Analytic Solver Data Mining can perform scoring on new data immediately after the classification or prediction method has completed; there's no need to perform a 2nd step of using the Scoring dialog. To illustrate, we'll re-use the Boston Housing example dataset. (To open, click Help – Example Models – Forecasting / Data Mining Examples.) Click Predict – Linear Regression to open the Linear Regression - Data dialog and select the Output and Selected Variables, as shown in the screenshot below.
Click Next to advance to the Parameters dialog. Since we haven't yet partitioned the dataset, we will do so now. Click Partition Data to open the Partition Data Dialog, then select the Partition Data option to enable the Standard Partitioning Options. For more information on these partitioning options, please see the Data Mining Partitioning chapter that occurs earlier in this guide. Click Done to accept the partitioning defaults.
Under Advanced, Select Confidence/Prediction Intervals to include these intervals for the new predictions.
Click Next to advance to the Scoring dialog.
Select In Worksheet in the Score new data group.
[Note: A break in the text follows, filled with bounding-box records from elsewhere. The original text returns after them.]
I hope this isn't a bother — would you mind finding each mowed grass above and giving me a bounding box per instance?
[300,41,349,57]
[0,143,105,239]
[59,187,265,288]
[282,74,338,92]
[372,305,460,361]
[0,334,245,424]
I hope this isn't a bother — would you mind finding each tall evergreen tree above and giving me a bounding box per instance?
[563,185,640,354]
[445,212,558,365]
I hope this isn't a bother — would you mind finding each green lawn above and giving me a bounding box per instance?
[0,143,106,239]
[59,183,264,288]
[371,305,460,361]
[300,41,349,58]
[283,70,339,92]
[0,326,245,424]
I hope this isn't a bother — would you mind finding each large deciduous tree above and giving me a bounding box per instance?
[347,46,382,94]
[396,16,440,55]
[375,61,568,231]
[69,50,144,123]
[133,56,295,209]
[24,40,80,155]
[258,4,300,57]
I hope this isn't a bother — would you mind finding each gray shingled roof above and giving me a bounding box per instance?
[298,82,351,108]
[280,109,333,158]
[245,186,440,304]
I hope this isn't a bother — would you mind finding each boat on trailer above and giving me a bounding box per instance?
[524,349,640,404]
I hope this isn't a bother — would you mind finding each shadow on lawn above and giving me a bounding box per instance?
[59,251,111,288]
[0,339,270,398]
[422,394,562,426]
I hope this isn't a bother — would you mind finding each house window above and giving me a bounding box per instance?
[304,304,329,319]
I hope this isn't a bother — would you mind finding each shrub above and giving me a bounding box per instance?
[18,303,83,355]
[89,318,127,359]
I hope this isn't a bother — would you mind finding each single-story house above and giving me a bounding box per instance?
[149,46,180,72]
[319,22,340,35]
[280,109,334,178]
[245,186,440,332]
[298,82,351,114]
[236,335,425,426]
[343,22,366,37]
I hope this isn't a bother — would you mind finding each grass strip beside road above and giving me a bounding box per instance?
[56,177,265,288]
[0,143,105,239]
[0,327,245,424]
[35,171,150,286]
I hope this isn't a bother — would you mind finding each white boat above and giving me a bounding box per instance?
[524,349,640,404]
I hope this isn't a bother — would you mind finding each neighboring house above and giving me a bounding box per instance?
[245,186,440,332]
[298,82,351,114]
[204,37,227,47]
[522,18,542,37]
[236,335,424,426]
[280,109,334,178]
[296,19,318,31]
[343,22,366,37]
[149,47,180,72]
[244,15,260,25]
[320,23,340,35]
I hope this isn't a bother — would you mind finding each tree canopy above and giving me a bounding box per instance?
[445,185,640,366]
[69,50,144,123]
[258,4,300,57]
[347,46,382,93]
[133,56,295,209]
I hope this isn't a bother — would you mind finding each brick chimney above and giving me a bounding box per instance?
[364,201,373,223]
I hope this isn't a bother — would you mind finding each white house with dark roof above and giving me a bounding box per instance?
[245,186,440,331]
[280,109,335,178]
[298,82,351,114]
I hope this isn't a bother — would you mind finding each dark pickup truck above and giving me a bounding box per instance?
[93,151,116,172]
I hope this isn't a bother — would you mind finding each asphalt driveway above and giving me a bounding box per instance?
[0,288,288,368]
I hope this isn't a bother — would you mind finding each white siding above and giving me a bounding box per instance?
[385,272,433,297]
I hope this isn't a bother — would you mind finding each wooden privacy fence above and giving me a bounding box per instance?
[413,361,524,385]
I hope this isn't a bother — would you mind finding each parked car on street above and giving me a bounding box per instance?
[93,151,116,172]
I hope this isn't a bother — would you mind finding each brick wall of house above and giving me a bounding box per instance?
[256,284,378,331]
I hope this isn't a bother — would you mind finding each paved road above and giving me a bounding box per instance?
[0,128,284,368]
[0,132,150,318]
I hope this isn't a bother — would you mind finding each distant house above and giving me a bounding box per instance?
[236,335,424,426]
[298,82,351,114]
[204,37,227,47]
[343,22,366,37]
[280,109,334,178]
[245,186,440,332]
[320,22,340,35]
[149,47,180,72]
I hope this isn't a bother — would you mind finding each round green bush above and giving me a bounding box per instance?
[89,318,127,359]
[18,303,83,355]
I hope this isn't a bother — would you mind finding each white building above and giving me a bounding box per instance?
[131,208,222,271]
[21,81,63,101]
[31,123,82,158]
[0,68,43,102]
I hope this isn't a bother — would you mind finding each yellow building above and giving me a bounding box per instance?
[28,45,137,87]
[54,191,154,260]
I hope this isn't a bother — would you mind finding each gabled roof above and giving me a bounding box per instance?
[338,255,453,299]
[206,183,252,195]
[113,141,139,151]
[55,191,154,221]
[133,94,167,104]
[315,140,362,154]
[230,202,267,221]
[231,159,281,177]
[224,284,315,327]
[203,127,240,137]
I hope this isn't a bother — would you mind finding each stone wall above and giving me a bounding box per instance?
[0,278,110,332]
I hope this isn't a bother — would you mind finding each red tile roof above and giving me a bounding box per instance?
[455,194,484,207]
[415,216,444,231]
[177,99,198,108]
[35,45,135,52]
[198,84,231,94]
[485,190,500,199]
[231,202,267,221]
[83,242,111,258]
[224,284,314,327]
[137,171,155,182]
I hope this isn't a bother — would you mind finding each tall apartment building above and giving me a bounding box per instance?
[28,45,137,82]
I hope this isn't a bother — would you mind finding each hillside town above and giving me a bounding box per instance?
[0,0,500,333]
The dialog for Match variables in the New Range appears.
Select New Data for Worksheet at the top of the dialog.
The variables listed under Variables in New Data are from the New Data worksheet and the variables listed under Scale Variables In Input Data are from the Data worksheet. Variables can be matched in three different ways.
- Matching by Name.
- Matching Sequentially
- Manually Matching.
If Match By Name is clicked, variables with the same names in each set will be matched.
If Match Sequentially is clicked, variables from each list are matched in sequence, i.e. 1st variable under Variables in New Data is matched with the 1st variable under Scale Variables in Input Data, 2nd variable under Variables in New Data is matched with the 2nd variable under Scale Variables in Input Data, etc.
Variables may also be matched manually by selecting a variable under Variables in New Data, selecting a variable in Scale Variables In Input Data, and clicking Match Selected. For example, select CRIM under Variables in new data and CRIM under Scale Variables In Input Data, then click Match Selected.
Click Match By Name to match the variables.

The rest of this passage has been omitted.